I learned a few useful things about how different foods affect me through food combining, but in truth my flirtation with it was mostly a convenient excuse for me to limit and restrict what I was eating. It prevented me from enjoying a lot of my favorite combinations of food (like apples and nut butter!) and probably limited the nutrient balance of my meals on the whole, since I wasn’t “allowed” to eat proteins with carbs, etc. If it helps you to eat simply overall, that’s great, but most information out there about food combining is pseudoscientific, and disregards the incredible efficiency and marvelous complexity of the human digestive system 🙂
I hope this helps, Jenni, and that you enjoy your beloved combo of apples and nut butters soon!

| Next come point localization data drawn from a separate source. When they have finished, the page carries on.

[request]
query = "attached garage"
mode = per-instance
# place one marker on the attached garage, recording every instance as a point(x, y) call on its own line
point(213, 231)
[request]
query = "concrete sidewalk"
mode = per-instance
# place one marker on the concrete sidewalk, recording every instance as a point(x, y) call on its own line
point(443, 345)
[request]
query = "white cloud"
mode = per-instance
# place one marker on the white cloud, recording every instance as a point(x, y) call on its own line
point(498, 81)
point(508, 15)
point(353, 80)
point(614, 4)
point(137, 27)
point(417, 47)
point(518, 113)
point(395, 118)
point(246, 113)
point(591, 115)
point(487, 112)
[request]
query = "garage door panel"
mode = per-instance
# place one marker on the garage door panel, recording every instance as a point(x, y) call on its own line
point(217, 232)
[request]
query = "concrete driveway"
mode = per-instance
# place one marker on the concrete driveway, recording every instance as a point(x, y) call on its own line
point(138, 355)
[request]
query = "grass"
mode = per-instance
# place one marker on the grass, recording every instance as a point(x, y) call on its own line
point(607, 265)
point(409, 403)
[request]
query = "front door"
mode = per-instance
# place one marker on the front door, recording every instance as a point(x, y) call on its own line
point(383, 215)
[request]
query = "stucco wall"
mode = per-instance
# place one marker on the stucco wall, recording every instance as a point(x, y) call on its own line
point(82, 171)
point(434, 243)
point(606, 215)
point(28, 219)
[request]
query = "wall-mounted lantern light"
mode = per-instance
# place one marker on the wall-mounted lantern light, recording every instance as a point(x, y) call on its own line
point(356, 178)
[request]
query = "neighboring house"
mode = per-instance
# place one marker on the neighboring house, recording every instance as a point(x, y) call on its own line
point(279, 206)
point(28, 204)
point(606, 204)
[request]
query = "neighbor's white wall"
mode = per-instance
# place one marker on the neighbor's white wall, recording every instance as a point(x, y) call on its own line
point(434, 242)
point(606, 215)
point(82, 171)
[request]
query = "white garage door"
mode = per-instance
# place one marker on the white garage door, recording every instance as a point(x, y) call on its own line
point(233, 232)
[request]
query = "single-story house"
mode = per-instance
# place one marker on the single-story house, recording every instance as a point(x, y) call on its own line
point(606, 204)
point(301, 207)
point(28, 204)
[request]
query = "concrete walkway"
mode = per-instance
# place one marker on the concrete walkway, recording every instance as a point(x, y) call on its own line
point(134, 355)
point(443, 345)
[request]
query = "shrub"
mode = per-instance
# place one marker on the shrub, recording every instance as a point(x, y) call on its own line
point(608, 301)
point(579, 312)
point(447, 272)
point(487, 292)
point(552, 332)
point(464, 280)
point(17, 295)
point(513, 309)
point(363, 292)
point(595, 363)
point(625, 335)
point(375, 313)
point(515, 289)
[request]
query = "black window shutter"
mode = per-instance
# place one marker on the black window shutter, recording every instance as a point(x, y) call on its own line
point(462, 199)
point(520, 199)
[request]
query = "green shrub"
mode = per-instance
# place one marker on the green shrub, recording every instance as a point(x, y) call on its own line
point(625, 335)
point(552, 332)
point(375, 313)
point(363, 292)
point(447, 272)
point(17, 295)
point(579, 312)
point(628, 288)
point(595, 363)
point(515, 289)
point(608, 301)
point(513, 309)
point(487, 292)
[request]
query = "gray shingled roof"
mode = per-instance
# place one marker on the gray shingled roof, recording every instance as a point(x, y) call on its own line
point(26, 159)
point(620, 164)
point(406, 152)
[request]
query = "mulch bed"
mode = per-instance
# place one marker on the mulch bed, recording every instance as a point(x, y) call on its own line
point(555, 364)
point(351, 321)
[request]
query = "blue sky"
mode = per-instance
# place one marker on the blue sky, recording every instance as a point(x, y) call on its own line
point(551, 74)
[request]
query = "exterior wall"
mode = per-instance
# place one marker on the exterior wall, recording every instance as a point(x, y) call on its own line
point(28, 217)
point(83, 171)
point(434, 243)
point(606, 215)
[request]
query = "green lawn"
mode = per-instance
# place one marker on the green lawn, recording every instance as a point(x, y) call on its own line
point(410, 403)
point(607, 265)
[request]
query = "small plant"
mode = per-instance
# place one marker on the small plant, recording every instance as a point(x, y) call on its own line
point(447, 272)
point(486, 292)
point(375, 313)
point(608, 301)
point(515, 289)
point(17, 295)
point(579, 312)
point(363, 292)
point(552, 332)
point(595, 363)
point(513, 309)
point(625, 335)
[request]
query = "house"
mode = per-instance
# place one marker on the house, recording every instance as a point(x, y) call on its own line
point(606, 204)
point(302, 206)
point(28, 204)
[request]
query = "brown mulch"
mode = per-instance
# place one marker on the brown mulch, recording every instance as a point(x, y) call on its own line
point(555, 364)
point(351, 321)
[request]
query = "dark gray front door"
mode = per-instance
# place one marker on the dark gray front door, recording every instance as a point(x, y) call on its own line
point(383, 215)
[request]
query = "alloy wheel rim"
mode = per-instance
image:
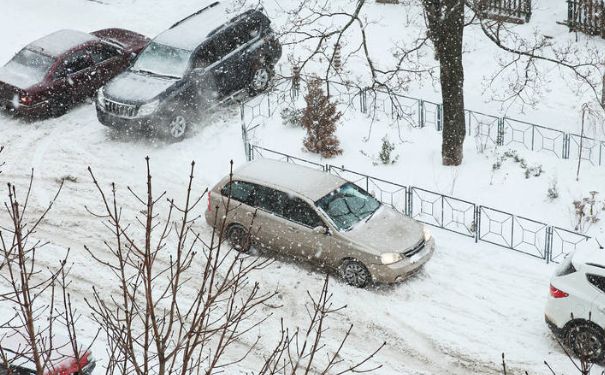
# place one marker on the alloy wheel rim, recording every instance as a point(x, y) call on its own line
point(260, 79)
point(588, 344)
point(178, 126)
point(355, 274)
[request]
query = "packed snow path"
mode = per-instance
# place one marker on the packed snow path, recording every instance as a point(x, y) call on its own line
point(468, 305)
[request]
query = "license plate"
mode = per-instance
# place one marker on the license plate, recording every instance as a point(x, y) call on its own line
point(416, 257)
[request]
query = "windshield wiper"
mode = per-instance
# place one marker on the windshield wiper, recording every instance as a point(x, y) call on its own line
point(148, 72)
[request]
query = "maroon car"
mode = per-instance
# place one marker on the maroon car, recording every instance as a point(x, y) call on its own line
point(49, 75)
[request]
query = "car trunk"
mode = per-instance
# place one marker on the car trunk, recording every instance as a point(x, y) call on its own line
point(8, 93)
point(131, 41)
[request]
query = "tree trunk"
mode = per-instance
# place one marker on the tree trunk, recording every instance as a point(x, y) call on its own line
point(446, 29)
point(452, 94)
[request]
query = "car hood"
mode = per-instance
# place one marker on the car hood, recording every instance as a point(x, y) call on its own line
point(18, 77)
point(387, 231)
point(131, 87)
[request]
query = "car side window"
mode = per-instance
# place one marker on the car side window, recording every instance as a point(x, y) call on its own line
point(102, 53)
point(208, 54)
point(240, 191)
point(596, 280)
point(77, 61)
point(271, 200)
point(245, 30)
point(300, 212)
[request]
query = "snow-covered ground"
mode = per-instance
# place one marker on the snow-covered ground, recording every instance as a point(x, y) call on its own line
point(469, 304)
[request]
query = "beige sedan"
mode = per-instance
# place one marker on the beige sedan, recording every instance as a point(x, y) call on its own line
point(317, 216)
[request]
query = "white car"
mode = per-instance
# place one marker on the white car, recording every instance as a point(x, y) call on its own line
point(575, 310)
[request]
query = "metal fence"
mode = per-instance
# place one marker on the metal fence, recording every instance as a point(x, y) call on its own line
point(469, 219)
point(513, 10)
point(487, 131)
point(586, 16)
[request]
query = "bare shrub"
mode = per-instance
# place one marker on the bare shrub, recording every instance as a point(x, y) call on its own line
point(320, 119)
point(41, 321)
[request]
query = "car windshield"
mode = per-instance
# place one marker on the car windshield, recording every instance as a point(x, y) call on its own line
point(163, 60)
point(31, 63)
point(348, 205)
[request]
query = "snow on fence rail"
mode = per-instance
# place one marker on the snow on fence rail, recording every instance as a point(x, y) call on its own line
point(488, 131)
point(509, 10)
point(482, 223)
point(587, 16)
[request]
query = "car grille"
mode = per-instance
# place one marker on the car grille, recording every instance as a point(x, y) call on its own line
point(416, 249)
point(119, 109)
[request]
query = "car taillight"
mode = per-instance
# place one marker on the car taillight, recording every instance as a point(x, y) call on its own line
point(557, 293)
point(25, 100)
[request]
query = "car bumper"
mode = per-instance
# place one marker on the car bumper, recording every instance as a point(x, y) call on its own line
point(88, 369)
point(39, 109)
point(558, 331)
point(135, 123)
point(399, 271)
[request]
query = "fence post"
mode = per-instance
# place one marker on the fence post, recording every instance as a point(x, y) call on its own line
point(421, 113)
point(570, 15)
point(408, 201)
point(548, 244)
point(566, 146)
point(439, 117)
point(362, 101)
point(477, 222)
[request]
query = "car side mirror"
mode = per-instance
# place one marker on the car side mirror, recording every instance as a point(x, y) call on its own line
point(320, 230)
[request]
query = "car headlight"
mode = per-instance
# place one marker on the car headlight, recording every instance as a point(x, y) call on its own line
point(427, 234)
point(149, 108)
point(101, 98)
point(390, 258)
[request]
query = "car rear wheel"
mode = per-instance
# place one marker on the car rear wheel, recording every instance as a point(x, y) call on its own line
point(587, 342)
point(355, 273)
point(239, 238)
point(177, 128)
point(259, 79)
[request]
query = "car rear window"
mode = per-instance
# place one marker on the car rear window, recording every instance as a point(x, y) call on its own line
point(299, 211)
point(32, 63)
point(596, 280)
point(240, 191)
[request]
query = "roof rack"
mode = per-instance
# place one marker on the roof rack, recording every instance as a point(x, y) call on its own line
point(195, 14)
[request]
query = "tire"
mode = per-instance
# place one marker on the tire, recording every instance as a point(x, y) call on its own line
point(238, 236)
point(355, 273)
point(178, 127)
point(260, 79)
point(586, 341)
point(56, 108)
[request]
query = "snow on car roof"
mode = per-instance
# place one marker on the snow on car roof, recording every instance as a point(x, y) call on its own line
point(61, 41)
point(191, 32)
point(311, 183)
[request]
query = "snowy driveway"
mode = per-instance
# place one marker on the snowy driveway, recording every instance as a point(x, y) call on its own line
point(470, 303)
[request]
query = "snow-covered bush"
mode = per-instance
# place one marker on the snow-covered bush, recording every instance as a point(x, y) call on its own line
point(291, 116)
point(587, 211)
point(386, 152)
point(320, 119)
point(553, 190)
point(529, 170)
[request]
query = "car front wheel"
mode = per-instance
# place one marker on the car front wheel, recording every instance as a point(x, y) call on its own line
point(260, 79)
point(239, 238)
point(587, 342)
point(355, 273)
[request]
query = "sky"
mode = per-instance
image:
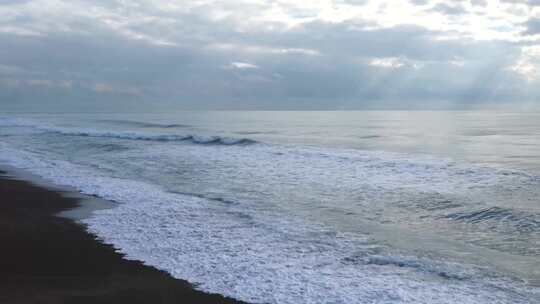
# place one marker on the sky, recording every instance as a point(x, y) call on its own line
point(119, 55)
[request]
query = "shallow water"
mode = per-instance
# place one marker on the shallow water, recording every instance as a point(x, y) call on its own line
point(289, 207)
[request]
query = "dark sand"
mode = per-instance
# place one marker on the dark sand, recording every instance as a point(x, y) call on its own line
point(49, 259)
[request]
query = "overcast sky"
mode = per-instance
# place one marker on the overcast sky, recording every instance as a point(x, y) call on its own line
point(256, 54)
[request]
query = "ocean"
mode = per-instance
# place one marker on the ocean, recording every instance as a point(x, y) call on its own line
point(307, 207)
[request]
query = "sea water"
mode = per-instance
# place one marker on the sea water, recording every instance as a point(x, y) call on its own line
point(308, 207)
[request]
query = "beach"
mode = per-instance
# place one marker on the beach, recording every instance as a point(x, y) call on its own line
point(46, 258)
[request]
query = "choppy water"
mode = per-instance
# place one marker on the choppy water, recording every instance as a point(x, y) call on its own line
point(308, 207)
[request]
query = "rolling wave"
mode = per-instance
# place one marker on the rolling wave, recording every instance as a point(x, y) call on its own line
point(141, 124)
point(205, 140)
point(195, 139)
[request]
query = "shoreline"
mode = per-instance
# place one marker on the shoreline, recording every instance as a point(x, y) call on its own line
point(48, 257)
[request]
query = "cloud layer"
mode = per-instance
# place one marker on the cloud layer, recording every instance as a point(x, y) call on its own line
point(258, 54)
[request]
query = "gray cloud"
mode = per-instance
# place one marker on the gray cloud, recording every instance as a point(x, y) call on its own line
point(533, 26)
point(119, 56)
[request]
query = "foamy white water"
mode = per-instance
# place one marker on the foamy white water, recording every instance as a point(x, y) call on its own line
point(274, 221)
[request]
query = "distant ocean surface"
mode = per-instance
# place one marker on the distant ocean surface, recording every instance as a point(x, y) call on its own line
point(308, 207)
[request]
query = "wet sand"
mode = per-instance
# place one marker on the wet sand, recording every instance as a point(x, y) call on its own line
point(45, 258)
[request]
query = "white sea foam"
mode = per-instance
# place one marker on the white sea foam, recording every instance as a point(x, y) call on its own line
point(260, 255)
point(128, 135)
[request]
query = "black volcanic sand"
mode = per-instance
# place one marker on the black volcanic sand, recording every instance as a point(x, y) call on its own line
point(48, 259)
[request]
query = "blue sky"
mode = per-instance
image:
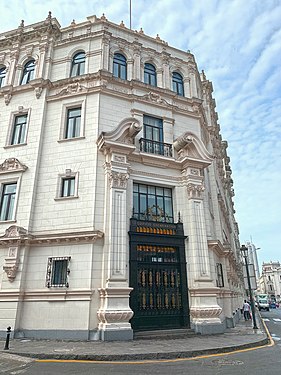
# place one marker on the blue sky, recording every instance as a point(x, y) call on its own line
point(238, 44)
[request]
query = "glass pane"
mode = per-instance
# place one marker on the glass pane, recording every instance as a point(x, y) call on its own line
point(143, 188)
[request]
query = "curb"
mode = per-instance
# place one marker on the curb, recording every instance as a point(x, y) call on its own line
point(140, 356)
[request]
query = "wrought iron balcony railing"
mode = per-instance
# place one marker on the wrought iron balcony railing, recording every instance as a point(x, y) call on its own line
point(154, 147)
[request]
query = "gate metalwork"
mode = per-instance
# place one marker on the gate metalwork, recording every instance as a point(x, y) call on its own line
point(158, 276)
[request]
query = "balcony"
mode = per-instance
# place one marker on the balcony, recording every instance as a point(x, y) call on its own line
point(154, 147)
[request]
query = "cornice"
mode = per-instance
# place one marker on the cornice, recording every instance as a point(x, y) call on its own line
point(15, 235)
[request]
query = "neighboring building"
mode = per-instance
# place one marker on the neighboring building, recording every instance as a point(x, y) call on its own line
point(270, 280)
point(116, 189)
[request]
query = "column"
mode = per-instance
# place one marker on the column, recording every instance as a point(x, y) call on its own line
point(204, 308)
point(114, 313)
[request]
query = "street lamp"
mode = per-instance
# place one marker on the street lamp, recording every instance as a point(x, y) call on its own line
point(244, 251)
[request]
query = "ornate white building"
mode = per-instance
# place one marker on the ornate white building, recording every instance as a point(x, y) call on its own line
point(270, 280)
point(116, 211)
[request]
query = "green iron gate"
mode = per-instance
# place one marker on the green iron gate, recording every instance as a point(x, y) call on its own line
point(158, 276)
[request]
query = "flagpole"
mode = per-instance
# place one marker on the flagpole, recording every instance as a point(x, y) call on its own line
point(130, 14)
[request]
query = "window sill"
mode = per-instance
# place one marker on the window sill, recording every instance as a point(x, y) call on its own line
point(66, 198)
point(16, 145)
point(70, 139)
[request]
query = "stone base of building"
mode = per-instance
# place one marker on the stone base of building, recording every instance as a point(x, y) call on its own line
point(208, 328)
point(116, 334)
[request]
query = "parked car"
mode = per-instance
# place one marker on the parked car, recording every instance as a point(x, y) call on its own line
point(263, 304)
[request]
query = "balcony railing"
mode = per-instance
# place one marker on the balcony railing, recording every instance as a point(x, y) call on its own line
point(154, 147)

this is a great and thoughtful response, and it really hits home for me. thanks!
I’m so glad, Keri. Hope it helps!
I once read an interview with Dr Deepak Chopra and he said that “food combining is a gimmick”. So true, and as you say there is no science to back it up, but yet so many ‘health gurus’ are still claiming it’s benefits. What people are experiencing when they food combine is actually food restriction, they feel better and believe its the result of combining. Having said that a lot of people especially over 40yrs have low HCL and enzymes and these are worth supplementing to aid digestion. So glad you are stamping out the myths perpetuated by pop nutrition proponents. Food combining is so 1980’s!!